The second problem is the definition of R-squared. The conventional definition is:

1 - SS.residuals/SS.total

For the training set, and the training set ONLY,

SS.total = SS.regression + SS.residual

so

SS.regression = SS.total - SS.residual,

and therefore

R.sq = SS.regression/SS.total

so R.sq is the fraction of variability in the dataset that is explained by the model, and will always be between 0 and 1.

You can see this below.

SS.total      <- with(df[train,],sum((y-mean(y))^2))
SS.residual   <- sum(residuals(fit)^2)
SS.regression <- sum((fitted(fit)-mean(df[train,]$y))^2)
SS.total - (SS.regression+SS.residual)
# [1] 1.907349e-06
SS.regression/SS.total     # fraction of variation explained by the model
# [1] 0.08965502
1-SS.residual/SS.total     # same thing, for model frame ONLY!!! 
# [1] 0.08965502          
summary(fit)$r.squared     # both are = R.squared
# [1] 0.08965502

But this does not work with the test set (e.g., when you make predictions from a model).

test <- -train
test.pred <- predict(fit,newdata=df[test,])
test.y    <- df[test,]$y

SS.total      <- sum((test.y - mean(test.y))^2)
SS.residual   <- sum((test.y - test.pred)^2)
SS.regression <- sum((test.pred - mean(test.y))^2)
SS.total - (SS.regression+SS.residual)
# [1] 8958890

# NOT the fraction of variability explained by the model
test.rsq <- 1 - SS.residual/SS.total  
test.rsq
# [1] 0.0924713

# fraction of variability explained by the model
SS.regression/SS.total 
# [1] 0.08956405

In this contrived example there is not much difference, but it is very possible to have an R-sq. value less than 0 (when defined this way).
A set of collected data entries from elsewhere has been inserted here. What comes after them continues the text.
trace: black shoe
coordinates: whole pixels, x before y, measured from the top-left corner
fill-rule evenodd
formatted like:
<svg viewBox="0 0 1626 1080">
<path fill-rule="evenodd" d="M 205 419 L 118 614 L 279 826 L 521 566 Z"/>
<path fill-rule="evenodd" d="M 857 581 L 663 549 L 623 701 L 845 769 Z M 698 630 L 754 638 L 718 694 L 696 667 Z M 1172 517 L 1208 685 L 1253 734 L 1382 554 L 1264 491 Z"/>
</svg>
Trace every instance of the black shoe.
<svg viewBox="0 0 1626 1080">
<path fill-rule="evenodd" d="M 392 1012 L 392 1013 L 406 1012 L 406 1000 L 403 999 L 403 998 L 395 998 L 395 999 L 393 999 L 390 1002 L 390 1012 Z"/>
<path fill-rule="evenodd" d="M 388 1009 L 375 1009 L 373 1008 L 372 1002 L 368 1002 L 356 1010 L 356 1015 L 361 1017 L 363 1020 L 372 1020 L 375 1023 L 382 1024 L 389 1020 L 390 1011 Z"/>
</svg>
If, for example, the model is a very poor predictor with the test set, then the residuals can actually be larger than the total variation in test set. This is equivalent to saying that the test set is modeled better using it's mean, than using the model derived from the training set.

I noticed that you use the first three quarters of your data as the training set, rather than taking a random sample (as in this example). If the dependance of y on x is non-linear, and the x's are in order, then you could get a negative R-sq with the test set.
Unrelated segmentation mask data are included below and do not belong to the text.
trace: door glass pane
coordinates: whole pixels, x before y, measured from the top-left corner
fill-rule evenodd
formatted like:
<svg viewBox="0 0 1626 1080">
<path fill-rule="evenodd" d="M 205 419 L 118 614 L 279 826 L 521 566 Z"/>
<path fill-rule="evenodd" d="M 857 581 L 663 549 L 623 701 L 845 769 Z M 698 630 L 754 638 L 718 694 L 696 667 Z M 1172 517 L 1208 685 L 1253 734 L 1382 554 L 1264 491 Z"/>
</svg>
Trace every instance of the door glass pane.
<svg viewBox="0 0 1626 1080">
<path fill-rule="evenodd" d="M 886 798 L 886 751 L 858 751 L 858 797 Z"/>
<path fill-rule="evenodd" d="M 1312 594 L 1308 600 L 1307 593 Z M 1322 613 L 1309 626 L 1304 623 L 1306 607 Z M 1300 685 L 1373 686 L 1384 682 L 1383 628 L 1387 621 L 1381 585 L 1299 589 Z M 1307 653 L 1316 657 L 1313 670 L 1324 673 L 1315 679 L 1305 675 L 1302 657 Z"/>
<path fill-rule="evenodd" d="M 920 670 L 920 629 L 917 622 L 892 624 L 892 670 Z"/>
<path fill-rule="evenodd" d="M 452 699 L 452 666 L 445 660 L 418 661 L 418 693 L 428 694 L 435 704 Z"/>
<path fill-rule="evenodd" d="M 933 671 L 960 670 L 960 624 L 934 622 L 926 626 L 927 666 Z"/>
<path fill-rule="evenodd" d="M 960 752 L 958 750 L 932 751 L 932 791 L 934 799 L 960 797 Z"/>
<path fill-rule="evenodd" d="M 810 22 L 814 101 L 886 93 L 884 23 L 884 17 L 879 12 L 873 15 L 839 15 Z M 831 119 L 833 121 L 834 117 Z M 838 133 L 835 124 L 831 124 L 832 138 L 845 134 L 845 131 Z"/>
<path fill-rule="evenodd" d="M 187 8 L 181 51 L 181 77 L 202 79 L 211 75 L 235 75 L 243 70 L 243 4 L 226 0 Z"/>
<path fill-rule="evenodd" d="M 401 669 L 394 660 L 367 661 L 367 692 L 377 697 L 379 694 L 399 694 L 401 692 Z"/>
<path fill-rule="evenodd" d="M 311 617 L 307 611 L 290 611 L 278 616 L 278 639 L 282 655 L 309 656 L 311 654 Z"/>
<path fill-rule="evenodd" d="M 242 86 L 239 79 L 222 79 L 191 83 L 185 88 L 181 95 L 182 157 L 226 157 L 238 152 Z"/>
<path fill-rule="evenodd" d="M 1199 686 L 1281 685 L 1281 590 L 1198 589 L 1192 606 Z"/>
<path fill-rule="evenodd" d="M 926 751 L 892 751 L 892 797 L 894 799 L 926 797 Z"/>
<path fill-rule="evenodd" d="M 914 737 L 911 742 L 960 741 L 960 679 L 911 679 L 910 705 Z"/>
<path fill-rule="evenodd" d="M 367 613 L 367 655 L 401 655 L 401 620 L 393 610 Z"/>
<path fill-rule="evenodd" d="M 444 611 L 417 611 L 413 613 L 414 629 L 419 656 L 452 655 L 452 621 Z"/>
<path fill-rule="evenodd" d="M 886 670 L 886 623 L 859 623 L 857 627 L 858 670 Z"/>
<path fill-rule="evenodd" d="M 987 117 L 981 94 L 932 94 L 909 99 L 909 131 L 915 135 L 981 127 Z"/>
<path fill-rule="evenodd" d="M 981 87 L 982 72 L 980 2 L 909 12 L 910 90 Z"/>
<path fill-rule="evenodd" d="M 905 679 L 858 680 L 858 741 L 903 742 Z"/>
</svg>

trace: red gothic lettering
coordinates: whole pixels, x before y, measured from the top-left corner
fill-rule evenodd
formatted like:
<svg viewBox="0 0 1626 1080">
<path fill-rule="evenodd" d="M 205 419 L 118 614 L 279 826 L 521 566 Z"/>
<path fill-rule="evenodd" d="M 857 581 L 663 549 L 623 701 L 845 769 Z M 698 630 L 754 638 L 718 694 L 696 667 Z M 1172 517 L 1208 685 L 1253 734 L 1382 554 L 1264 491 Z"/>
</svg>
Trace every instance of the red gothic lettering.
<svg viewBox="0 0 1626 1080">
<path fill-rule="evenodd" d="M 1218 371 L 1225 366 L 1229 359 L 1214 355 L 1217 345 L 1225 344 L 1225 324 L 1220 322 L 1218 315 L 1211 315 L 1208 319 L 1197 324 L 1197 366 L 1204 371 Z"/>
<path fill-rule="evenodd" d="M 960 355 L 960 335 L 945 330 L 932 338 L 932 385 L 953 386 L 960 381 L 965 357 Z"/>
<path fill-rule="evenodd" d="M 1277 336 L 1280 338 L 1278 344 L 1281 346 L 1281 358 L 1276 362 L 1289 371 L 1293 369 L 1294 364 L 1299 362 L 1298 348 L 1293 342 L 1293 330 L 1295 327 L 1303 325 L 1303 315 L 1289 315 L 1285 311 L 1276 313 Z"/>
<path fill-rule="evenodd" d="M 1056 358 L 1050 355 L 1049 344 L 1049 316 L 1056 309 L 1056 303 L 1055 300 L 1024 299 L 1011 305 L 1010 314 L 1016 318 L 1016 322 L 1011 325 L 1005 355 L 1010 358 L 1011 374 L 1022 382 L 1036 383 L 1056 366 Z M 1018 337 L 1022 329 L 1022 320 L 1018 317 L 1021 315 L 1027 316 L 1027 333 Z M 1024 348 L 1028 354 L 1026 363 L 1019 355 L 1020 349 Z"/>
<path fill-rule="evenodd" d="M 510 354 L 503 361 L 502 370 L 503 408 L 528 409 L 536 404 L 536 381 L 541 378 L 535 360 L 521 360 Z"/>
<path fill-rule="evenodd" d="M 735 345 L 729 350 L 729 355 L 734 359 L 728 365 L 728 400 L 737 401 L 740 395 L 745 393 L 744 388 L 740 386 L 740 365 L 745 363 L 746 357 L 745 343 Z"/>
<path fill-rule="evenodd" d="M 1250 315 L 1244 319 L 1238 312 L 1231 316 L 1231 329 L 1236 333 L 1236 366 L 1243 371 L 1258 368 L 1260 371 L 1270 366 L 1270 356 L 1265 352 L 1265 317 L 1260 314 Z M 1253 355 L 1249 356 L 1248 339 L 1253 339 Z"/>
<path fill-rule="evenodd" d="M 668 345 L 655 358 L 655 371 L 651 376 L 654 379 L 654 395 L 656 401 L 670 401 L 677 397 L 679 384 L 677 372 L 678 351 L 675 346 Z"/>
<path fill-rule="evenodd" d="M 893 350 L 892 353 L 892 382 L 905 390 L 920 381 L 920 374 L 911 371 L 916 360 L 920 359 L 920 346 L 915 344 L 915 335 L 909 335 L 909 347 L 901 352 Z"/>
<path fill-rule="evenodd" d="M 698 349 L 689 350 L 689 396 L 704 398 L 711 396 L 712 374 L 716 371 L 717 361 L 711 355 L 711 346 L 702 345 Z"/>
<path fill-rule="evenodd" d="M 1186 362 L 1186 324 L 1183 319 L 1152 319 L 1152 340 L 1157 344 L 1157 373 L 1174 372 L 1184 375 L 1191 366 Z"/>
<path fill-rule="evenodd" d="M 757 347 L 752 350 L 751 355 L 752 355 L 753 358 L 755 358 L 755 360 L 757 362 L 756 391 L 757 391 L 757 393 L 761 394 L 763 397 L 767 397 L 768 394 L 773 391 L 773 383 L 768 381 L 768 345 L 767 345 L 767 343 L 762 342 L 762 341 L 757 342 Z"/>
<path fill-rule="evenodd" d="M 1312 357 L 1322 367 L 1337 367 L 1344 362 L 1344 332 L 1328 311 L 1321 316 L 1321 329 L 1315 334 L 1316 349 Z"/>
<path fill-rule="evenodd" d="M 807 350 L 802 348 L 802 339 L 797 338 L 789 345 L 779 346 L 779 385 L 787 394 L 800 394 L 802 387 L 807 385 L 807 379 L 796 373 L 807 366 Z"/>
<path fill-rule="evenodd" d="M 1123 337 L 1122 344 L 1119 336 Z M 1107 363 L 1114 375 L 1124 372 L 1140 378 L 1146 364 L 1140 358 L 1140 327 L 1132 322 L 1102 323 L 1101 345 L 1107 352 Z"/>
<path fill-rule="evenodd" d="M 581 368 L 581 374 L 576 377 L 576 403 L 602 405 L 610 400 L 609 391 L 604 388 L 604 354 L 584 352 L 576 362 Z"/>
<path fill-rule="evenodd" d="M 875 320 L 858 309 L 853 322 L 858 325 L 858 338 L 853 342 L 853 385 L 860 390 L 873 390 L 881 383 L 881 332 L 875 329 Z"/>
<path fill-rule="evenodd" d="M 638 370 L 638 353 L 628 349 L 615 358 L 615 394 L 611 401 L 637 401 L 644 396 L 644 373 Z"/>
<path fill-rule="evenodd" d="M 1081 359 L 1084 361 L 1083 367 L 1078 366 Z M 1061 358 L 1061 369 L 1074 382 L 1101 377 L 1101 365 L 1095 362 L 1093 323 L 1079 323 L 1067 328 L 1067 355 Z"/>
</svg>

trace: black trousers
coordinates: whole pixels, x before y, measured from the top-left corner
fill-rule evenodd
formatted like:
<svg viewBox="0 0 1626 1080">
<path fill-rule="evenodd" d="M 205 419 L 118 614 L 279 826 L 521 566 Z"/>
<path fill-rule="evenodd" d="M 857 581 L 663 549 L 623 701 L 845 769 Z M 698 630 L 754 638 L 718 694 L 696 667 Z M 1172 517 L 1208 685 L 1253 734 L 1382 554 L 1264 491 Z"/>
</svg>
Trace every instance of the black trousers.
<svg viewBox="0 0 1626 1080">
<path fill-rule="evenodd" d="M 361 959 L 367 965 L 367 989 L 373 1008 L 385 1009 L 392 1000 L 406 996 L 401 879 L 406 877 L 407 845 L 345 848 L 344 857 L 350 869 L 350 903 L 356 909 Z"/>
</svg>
Regarding OP's comment below, one way to assess the model with a test set is by comparing in-model to out-of-model mean squared error (MSE).
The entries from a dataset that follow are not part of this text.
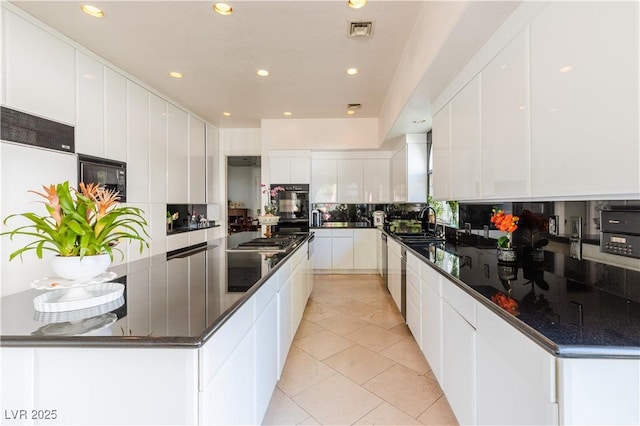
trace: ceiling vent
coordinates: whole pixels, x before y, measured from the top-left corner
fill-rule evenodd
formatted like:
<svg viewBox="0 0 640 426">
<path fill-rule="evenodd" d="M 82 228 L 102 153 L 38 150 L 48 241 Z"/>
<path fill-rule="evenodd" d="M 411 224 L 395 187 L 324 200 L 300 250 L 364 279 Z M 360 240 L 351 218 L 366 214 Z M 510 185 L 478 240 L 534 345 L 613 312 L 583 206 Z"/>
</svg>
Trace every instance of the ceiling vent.
<svg viewBox="0 0 640 426">
<path fill-rule="evenodd" d="M 349 37 L 371 37 L 373 33 L 372 21 L 349 22 Z"/>
<path fill-rule="evenodd" d="M 347 104 L 347 109 L 360 109 L 362 104 Z"/>
</svg>

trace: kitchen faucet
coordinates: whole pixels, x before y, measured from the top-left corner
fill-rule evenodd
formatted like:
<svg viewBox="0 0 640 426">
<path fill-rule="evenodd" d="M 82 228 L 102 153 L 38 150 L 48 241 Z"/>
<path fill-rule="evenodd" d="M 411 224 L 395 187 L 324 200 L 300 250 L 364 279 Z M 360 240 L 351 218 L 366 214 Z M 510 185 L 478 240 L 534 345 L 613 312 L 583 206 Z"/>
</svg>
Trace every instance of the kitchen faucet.
<svg viewBox="0 0 640 426">
<path fill-rule="evenodd" d="M 433 229 L 431 229 L 429 226 L 429 211 L 433 212 Z M 420 222 L 422 222 L 423 231 L 426 230 L 427 232 L 433 232 L 434 235 L 436 234 L 436 231 L 438 229 L 438 216 L 436 215 L 436 209 L 431 206 L 423 208 L 422 210 L 420 210 L 420 213 L 418 213 L 418 219 L 420 219 Z"/>
</svg>

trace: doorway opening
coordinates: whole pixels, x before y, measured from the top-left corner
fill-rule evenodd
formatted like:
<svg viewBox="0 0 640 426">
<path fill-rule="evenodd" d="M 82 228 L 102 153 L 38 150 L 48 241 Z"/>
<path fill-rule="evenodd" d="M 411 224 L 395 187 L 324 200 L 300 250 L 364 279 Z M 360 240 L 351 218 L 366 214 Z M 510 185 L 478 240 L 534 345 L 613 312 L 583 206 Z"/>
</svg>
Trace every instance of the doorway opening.
<svg viewBox="0 0 640 426">
<path fill-rule="evenodd" d="M 229 233 L 255 231 L 260 215 L 262 166 L 259 156 L 227 157 Z"/>
</svg>

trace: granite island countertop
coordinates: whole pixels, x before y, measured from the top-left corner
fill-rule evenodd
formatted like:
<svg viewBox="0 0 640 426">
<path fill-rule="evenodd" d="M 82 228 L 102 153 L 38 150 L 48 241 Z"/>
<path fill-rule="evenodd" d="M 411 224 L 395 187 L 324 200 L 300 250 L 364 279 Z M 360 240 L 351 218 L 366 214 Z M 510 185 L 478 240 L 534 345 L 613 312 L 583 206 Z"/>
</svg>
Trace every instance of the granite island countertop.
<svg viewBox="0 0 640 426">
<path fill-rule="evenodd" d="M 178 253 L 110 268 L 122 300 L 67 312 L 39 312 L 29 289 L 0 298 L 2 346 L 199 347 L 312 234 L 286 253 L 227 251 L 260 236 L 242 232 Z M 28 287 L 28 283 L 25 283 Z M 46 291 L 46 290 L 44 290 Z"/>
<path fill-rule="evenodd" d="M 640 358 L 638 271 L 550 251 L 543 262 L 505 266 L 494 247 L 405 246 L 557 356 Z M 517 314 L 492 300 L 499 293 Z"/>
</svg>

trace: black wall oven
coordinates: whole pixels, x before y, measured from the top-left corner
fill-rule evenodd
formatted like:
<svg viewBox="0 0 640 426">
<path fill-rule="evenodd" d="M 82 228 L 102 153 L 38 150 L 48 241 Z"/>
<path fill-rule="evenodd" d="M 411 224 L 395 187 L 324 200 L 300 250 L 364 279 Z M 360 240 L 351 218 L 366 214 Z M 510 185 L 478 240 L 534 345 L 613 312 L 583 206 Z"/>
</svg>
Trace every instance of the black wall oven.
<svg viewBox="0 0 640 426">
<path fill-rule="evenodd" d="M 127 163 L 78 154 L 78 183 L 97 183 L 127 201 Z"/>
<path fill-rule="evenodd" d="M 309 232 L 309 184 L 272 184 L 271 189 L 284 188 L 274 200 L 280 216 L 277 232 L 291 234 Z"/>
</svg>

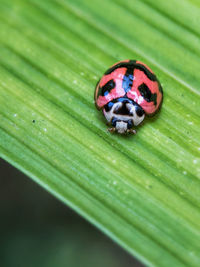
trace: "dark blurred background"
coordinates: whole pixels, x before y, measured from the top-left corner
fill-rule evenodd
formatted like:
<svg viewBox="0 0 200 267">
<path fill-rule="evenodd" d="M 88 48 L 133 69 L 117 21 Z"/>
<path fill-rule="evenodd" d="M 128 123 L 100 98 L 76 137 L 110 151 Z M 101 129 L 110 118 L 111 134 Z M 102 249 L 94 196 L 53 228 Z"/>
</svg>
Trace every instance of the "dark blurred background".
<svg viewBox="0 0 200 267">
<path fill-rule="evenodd" d="M 40 266 L 144 265 L 0 159 L 0 267 Z"/>
</svg>

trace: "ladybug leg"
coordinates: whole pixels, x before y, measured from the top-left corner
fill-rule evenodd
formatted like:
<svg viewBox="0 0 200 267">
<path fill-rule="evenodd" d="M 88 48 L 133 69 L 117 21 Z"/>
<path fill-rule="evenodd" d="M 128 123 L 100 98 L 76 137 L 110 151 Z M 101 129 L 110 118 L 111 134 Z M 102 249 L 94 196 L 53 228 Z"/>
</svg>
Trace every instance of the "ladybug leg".
<svg viewBox="0 0 200 267">
<path fill-rule="evenodd" d="M 115 127 L 108 128 L 108 131 L 109 131 L 110 133 L 114 133 L 114 132 L 116 131 L 116 128 L 115 128 Z"/>
<path fill-rule="evenodd" d="M 136 134 L 136 130 L 134 130 L 134 129 L 128 129 L 127 130 L 127 133 Z"/>
</svg>

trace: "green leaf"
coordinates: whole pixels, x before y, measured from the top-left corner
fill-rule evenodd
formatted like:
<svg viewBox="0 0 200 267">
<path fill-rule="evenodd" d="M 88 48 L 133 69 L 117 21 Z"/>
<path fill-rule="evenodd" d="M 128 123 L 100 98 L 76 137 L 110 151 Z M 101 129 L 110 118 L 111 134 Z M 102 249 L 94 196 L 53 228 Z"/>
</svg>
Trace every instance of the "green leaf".
<svg viewBox="0 0 200 267">
<path fill-rule="evenodd" d="M 0 0 L 0 151 L 147 265 L 200 265 L 200 5 Z M 135 136 L 94 107 L 103 72 L 138 59 L 164 102 Z"/>
</svg>

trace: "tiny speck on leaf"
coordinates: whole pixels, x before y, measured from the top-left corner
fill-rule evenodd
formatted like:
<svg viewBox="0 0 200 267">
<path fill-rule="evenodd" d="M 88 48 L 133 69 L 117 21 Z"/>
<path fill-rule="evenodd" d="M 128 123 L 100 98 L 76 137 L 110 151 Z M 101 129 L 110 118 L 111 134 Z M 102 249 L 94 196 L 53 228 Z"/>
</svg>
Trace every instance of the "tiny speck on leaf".
<svg viewBox="0 0 200 267">
<path fill-rule="evenodd" d="M 35 120 L 32 120 L 32 123 L 35 123 Z"/>
</svg>

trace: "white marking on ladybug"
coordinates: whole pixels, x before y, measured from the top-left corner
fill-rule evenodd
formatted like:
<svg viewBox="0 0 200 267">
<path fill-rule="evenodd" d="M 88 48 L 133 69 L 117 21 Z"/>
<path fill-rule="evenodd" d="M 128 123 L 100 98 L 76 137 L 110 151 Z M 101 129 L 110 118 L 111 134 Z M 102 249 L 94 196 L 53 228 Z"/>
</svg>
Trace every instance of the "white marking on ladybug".
<svg viewBox="0 0 200 267">
<path fill-rule="evenodd" d="M 117 119 L 115 130 L 118 133 L 123 134 L 123 133 L 128 132 L 128 130 L 129 130 L 128 129 L 128 120 L 132 120 L 133 125 L 137 126 L 144 120 L 145 114 L 143 114 L 141 117 L 138 116 L 136 113 L 136 107 L 130 103 L 127 103 L 126 106 L 133 115 L 122 115 L 122 114 L 114 113 L 114 111 L 116 109 L 118 109 L 120 106 L 122 106 L 121 102 L 114 103 L 110 111 L 106 111 L 105 109 L 103 109 L 103 113 L 104 113 L 104 116 L 109 123 L 111 123 L 113 117 L 115 117 Z M 114 131 L 114 129 L 113 129 L 113 131 Z"/>
<path fill-rule="evenodd" d="M 116 131 L 118 133 L 125 133 L 127 131 L 127 123 L 124 121 L 117 121 L 116 122 Z"/>
</svg>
mse.train <- summary(fit)$sigma^2
mse.test  <- sum((test.pred - test.y)^2)/(nrow(df)-length(train)-2)

If we assume that the training and test set are both normally distributed with the same variance and having means which follow the same model formula, then the ratio should have an F-distribution with (n.train-2) and (n.test-2) degrees of freedom. If the MSE's are significantly different based on an F-test, then the model does not fit the test data well.

Have you plotted your test.y and pred.y vs x?? This alone will tell you a lot.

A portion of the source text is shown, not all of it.